At only 17, Erika Haney recently opened her own bakery in downtown Andrews, where cupcakes and other baked goods are noticeably delicious. Photo by BEN KATZ

SCOUTING AROUND: Andrews bringing in new businesses

    In seventh grade, Erika Haney did a detailed project on what she wanted to do when she grew up. At 17 years old, she already has made her dreams come true.
    She opened Erika’s Bakery in downtown Andrews on Locust Street on Dec. 17. She grew up in Andrews, and didn’t even look anywhere else to start her business.
    “I’ve always loved to bake, and I wanted to be in my hometown,” Haney said.
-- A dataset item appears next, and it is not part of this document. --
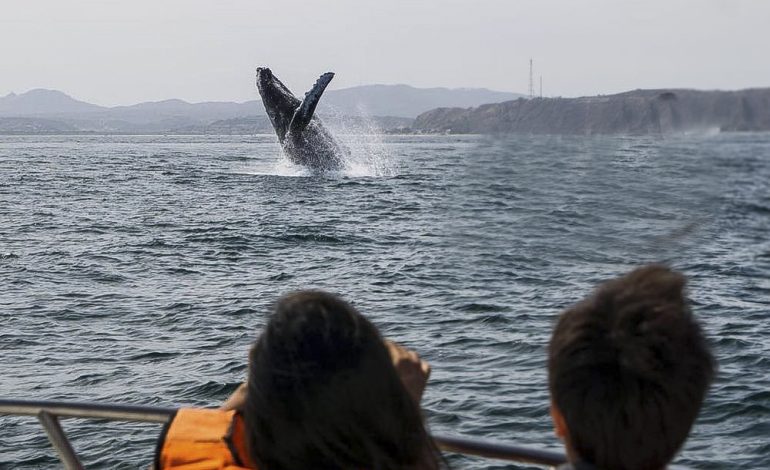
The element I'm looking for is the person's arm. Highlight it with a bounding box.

    She makes and sells cupcakes, muffins, cakes, brownies, and candies. Customers can even order specialty cakes for all occasions. Haney started learning how to bake when she was 4 years old from her grandmother.
    Haney’s red velvet cupcakes already have proven to be popular – she said she has to make 50 a day – but, her milk chocolate chip cupcakes, Oreo cupcakes and Reese’s cupcakes also are customer favorites.
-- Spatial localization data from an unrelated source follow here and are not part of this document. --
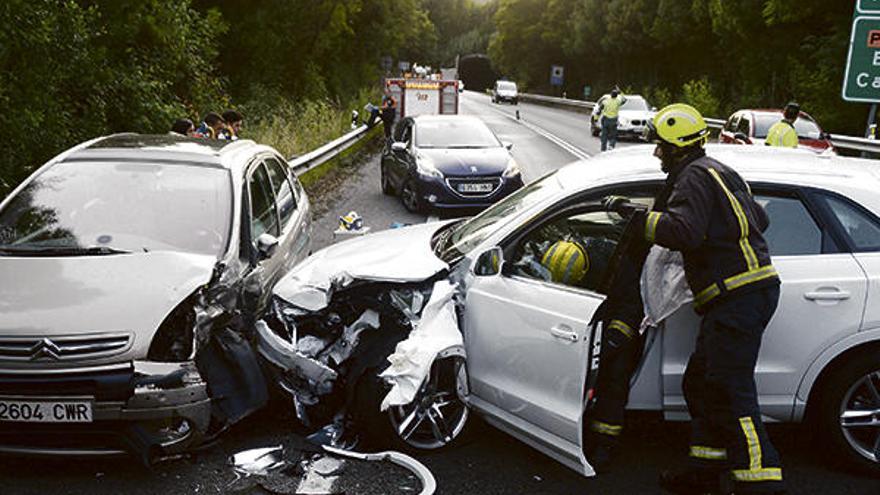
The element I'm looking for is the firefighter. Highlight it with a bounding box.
[764,102,800,148]
[609,103,785,494]
[598,88,627,152]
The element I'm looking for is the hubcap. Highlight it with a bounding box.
[402,183,418,211]
[388,359,468,450]
[840,370,880,464]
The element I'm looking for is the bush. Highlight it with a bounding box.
[681,78,722,118]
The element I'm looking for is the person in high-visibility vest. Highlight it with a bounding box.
[598,88,627,152]
[764,102,800,148]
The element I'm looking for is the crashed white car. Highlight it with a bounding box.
[0,134,311,461]
[262,144,880,476]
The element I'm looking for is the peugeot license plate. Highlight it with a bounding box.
[458,183,493,193]
[0,398,93,423]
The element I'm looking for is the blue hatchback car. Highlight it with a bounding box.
[380,115,524,213]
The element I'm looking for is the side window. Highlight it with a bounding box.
[264,157,297,227]
[507,209,626,292]
[248,163,279,239]
[724,115,739,133]
[393,119,409,142]
[736,115,750,136]
[754,193,827,256]
[401,121,413,144]
[821,194,880,251]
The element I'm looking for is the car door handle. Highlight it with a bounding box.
[550,325,579,343]
[804,290,851,301]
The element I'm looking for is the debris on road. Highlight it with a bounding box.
[323,446,436,495]
[230,446,288,478]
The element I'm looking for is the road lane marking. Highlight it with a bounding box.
[426,215,439,223]
[484,104,591,160]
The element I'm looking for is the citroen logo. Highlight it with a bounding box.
[28,338,62,361]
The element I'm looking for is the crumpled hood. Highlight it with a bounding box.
[418,147,511,176]
[0,251,217,366]
[273,221,450,311]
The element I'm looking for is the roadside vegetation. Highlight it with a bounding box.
[487,0,862,134]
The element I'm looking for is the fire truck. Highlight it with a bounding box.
[384,78,459,120]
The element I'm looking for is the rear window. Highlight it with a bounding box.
[497,81,517,92]
[415,119,501,148]
[753,114,821,139]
    “We have been very blessed,” said Haney’s mother, Teresa, who helps with the business. “The community has supported her. That’s why I love living in a small community. Everyone is very supportive.”
    Erika’s Bakery is just one of new businesses that recently opened in town. Andrews Chamber of Commerce President Gayle Horton thinks the three restaurants that opened in the second half of 2015 – Myaca’s Sea & Soul Food, MakAly’s on Main and Hoppy Trout Brewing Co. – anchored the comeback.
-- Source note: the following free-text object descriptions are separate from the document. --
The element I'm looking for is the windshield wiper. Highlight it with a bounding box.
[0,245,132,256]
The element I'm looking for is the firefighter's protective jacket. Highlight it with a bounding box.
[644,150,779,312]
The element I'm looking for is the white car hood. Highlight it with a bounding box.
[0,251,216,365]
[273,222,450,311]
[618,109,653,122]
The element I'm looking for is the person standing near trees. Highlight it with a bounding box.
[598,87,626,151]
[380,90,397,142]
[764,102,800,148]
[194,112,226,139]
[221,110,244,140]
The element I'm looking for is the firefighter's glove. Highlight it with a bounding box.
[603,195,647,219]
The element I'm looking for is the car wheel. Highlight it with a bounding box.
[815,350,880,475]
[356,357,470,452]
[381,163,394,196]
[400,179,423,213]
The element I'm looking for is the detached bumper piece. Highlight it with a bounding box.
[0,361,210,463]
    “I think people have just discovered Andrews,” she said.
    Horton said she doesn’t think Andrews had anything to do with businesses leaving the town, and that other factors were involved with their departures.
    Horton opened her first Andrews business, a bed and breakfast, about 22 years ago. She has watched Andrews change over the years.
    “For me, I feel like we came a long, long way,” she said.
    Horton praised the beautification efforts of the garden club, as well as the encouragement offered by the chamber and local businesses. She said incentives encouraged by Project Andrews, like reduced rent offered by landlords, help get businesses started.
    She said Erika’s Bakery won’t be the newest business for long. Berry Twisted is becoming an ice cream store called Scoops Creamery and moving downtown next to Hoppy Trout, with an opening likely at the end of January.
    Horton also has talked with an artist interested in opening an art museum as well as a blacksmith interested in opening a shop.
    Horton said it’s exciting that businesses like Burnt Branch Creations, Oh Suzannah Music Studio, FernCrest Winery Tasting Room and Valleytown Quilt Shop decided to open in Andrews over the last year.
    Stephanie Carver opened Burnt Branch Creations, a shop full of a variety of mountain-style handmade crafts and supplies for yarn and sewing projects, in October. She also provides lessons. She grew up in Marble and went to school in Andrews, so she wanted to her shop in Andrews to help improve the economy in the community she loves.
    “Unless someone takes a chance on it, it’s never going to grow,” Carver said. “So I took a chance.”
    Russell Adams bought out the old quilt shop in Andrews to open his own version in February with his wife, Rhonda. They sell quilts, materials to make quilts and do machine quilting. Next month, they plan to start a free Block of the Month class.
    Adams came to Andrews for his business because it’s his hometown. In fact, his landlord is his neighbor from his childhood home, and the neighboring business is owned by the mother of one of his best friends from high school.
    “I don’t know why more people don’t move down here,” he said.
    Not only does Adams think the town is beautiful, but there’s great community support among businesses. Horton agreed.
    “Everyone can succeed if we all keep working together,” she said.
    When there are setbacks, like wildfires this fall, the local businesses owners are all in it together, longtime store owner Dean Williams said.
    Horton called Williams, owner of Dean’s Music, Consignment & Art, a survivor of the ups and downs. He said it’s great to see new businesses moving in around his establishment.
    “We are seeing new hope for Andrews in new businesses and the new businesses going to open soon,” Williams said.